Silicon chief reassures staff after days of speculation sparked by reports he was considering an exit.
“I love my team, and I love my job at Apple, and I don’t plan on leaving anytime soon.”
With that sentence, delivered in a memo to employees, Johny Srouji moved to shut down a wave of speculation that he was preparing to exit Apple, ending days of mounting uncertainty around one of the company’s most strategically important executives.

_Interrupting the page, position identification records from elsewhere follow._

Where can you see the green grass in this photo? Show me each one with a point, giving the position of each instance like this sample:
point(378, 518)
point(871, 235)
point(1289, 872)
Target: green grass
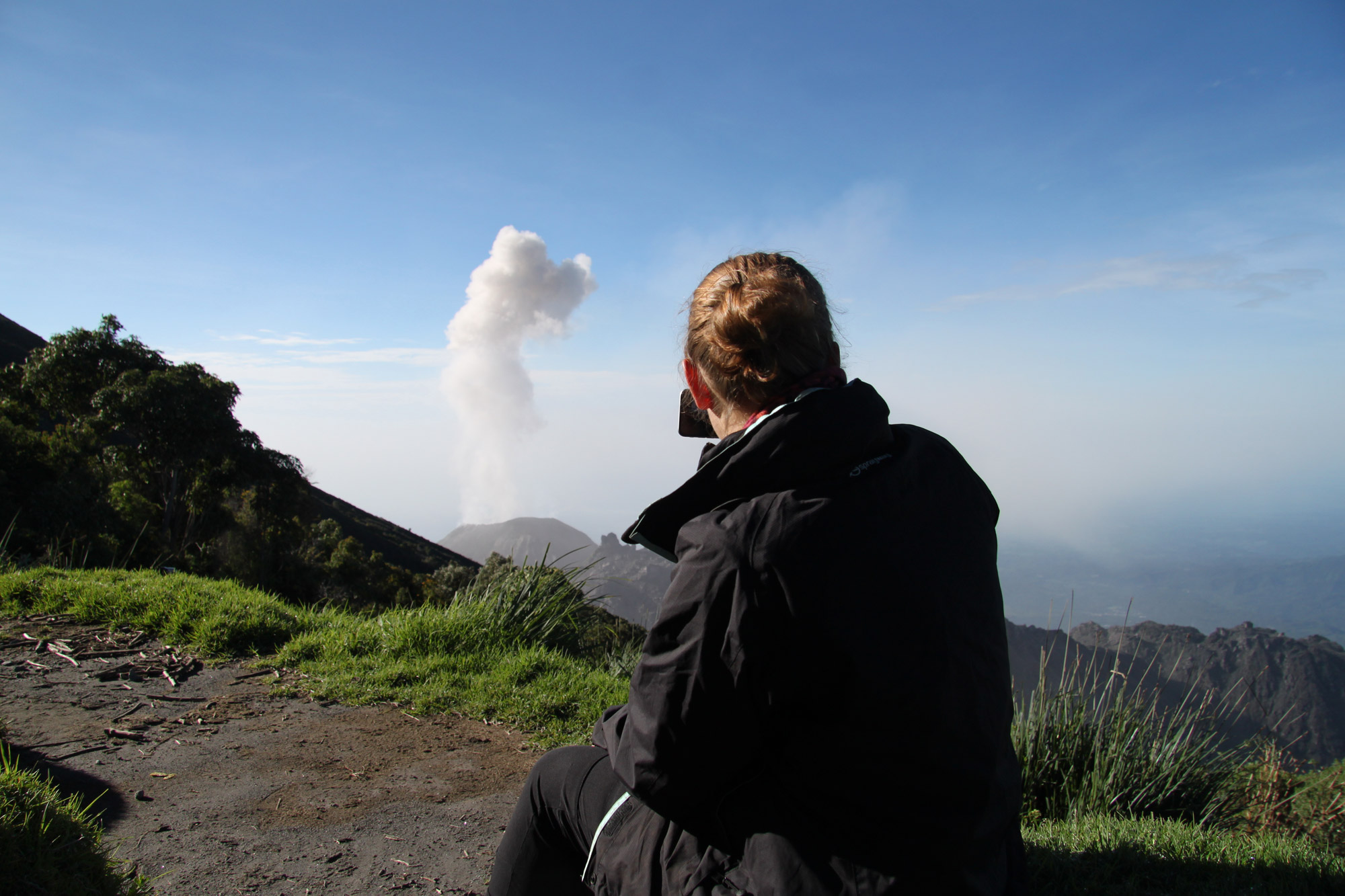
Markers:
point(525, 649)
point(498, 653)
point(1089, 744)
point(52, 844)
point(1113, 856)
point(435, 659)
point(219, 618)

Israeli Srouji, Apple’s senior vice president of Hardware Technologies and the architect of its M-series silicon roadmap, told employees he felt compelled to address the rumors directly. “I know you’ve been reading all kind of rumors and speculations about my future at Apple, and I feel that you need to hear from me directly,” he wrote. He went on to praise his division’s work across “Displays, Cameras, Sensors, Silicon, Batteries, and a very wide set of technologies” that power every major Apple product. “Together we enable the best products in the world,” he said. “I love my team, and I love my job at Apple.”

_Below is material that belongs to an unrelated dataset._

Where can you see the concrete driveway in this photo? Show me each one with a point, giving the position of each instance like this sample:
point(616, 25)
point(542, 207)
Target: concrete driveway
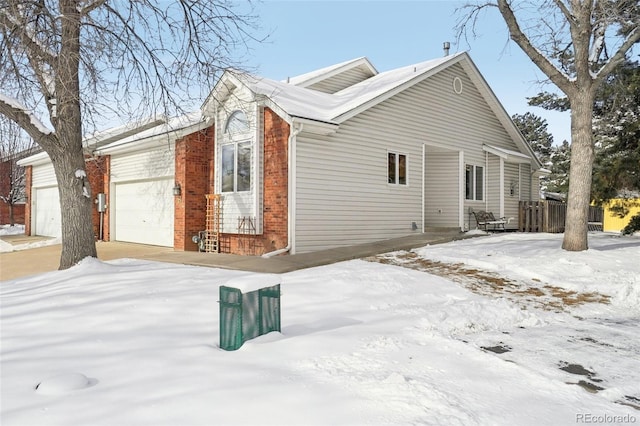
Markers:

The message marks a sharp reversal from the uncertainty that followed a Bloomberg report over the weekend saying Srouji had informed CEO Tim Cook that he was considering leaving the company and potentially joining another firm. According to that reporting, Cook, aware of the centrality of Srouji’s silicon organization to Apple’s competitive position, had sought to persuade him to stay, even raising the prospect of naming him the company’s future chief technology officer.

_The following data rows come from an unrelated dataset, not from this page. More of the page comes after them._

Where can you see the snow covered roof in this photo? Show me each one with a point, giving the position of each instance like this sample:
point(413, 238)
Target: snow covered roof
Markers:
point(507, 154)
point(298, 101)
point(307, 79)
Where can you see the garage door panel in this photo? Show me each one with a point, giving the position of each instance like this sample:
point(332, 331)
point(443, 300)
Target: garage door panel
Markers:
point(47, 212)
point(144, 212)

Srouji’s apparent contemplation of leaving came at a moment of rare turbulence in Apple’s senior ranks. The company has seen a series of high-profile departures: longtime operations chief Jeff Williams retired, AI head John Giannandrea is stepping down, and design lead Alan Dye departed for Meta. The company also announced that Lisa Jackson, who oversees environment and policy initiatives, will retire in January 2026. Jennifer Newstead, Meta’s chief legal officer, will replace Kate Adams as general counsel next year.
Srouji, who joined Apple in 2008 after senior roles at Intel and IBM, led the transition that replaced Intel processors across the Mac lineup with Apple-designed M-series chips. That shift dramatically improved performance, battery life, and vertical control of the product stack, while dealing a significant blow to Intel, the company where Srouji began his career. He was even considered for Intel’s CEO role in 2019.